NOTS "Cold Line" 7inch

Photo by Geoffrey Brent Shrewsbury
     Because of calling Memphis home and they're records have bee released on Goner,  Nots often get the "garage punk" blanket through on them. The thing is though they don't sound like anything from Back From The Grave nor much like any contemporaries they'd get bracketed in with that comes with the tag. If there's was anything that a listener would associate with the blues on a Nots record it would be more about the band's aural darkness than something that might be heard in your average backyard on a Saturday while some cuts into a roasted pig.
     If anything, the band is much more closer to the late 70's jittery UK  DIY art-conk than what usually flows down through the Mississippi. The differences though where that stuff acted a bit demure and hoity-toity about its agitation, Nots don't mince words. They use guitars as serrated knifes to make jagged patterns and searing synths to then cauterized the wounds. Instead of offering something for the pain, drums beats rattling as the only distraction for the brain while a chorus of bawls and wails jeer.

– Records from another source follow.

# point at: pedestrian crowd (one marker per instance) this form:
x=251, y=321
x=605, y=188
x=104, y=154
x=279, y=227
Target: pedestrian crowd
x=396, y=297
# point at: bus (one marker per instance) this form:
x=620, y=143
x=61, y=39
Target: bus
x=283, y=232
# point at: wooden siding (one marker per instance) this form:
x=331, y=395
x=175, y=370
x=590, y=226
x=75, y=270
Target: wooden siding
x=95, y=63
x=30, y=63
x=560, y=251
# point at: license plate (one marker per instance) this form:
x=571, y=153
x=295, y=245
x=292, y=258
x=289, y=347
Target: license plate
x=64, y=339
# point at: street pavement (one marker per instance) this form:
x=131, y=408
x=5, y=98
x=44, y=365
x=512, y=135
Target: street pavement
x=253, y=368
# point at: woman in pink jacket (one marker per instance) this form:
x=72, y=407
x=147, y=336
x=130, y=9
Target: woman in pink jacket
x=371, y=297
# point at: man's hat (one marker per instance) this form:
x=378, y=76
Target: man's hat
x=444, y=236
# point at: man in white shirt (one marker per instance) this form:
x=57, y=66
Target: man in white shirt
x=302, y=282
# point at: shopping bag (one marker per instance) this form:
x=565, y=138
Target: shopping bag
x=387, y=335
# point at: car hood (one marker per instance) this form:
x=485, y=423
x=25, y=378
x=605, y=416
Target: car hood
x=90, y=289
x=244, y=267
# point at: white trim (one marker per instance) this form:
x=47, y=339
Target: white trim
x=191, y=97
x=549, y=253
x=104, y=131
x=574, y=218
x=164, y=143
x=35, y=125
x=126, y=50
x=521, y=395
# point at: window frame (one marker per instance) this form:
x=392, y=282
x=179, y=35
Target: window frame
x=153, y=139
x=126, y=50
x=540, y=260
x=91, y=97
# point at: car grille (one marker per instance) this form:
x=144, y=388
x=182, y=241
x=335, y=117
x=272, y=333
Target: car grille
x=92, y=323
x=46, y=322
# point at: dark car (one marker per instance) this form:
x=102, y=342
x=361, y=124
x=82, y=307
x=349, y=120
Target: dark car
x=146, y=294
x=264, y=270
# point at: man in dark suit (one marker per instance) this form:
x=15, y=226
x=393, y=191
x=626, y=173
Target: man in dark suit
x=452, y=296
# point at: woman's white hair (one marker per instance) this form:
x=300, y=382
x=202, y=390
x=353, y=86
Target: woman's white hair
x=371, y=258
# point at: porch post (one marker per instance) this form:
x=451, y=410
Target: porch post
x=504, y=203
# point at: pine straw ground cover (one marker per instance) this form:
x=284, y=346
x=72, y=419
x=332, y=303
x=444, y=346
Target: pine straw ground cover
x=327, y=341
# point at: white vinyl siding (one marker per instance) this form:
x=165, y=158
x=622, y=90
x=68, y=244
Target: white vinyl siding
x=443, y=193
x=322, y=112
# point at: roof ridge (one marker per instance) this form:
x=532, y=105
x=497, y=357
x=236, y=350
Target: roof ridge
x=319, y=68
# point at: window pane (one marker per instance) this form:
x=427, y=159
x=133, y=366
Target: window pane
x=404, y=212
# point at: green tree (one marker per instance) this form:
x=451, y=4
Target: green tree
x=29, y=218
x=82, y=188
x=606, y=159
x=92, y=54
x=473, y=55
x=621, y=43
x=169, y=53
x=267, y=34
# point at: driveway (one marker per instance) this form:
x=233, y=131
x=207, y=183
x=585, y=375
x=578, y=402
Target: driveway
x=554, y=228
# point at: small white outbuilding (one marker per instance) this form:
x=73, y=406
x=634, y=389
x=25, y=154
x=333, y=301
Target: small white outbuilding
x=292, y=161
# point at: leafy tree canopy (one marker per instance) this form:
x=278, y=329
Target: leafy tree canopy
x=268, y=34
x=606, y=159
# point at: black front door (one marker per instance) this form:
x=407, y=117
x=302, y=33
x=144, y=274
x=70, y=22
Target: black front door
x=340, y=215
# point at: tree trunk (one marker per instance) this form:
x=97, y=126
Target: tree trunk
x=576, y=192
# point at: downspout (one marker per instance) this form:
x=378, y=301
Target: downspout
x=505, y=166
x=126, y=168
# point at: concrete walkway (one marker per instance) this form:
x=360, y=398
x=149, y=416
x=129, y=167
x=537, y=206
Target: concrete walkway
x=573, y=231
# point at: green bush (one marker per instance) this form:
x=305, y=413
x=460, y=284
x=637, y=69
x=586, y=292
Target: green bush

     "Cold Line" takes the listener to a dark and damp place. It's a dampness that is not of the cold, clammy sort the we've been told in fables that the English deal with though. The goth here is of the southern type. Slathered in humid echo the song sounds as if it recorded in some graveyard where dorky psychobilly zombies get made into dust after passing through a 5 story tall grater.
     Covering a song that any self-respecting maven of weirdo music considers definitive and a touchstone for a whole form usually leads to a lot of derision. "HOW COULD THEY DO THAT?" I don't know how many times now I've heard a band do a take on "T.V.O.D."  and no matter how sincere and serious that band may have been about doing it justice, it's usually sounds like a cornball tribute or something else simply unconvincing. Somehow though when the Nots do it though it really seems like they've have been sucked in by the video addiction and are using an IV that's hooked up to cable television feed.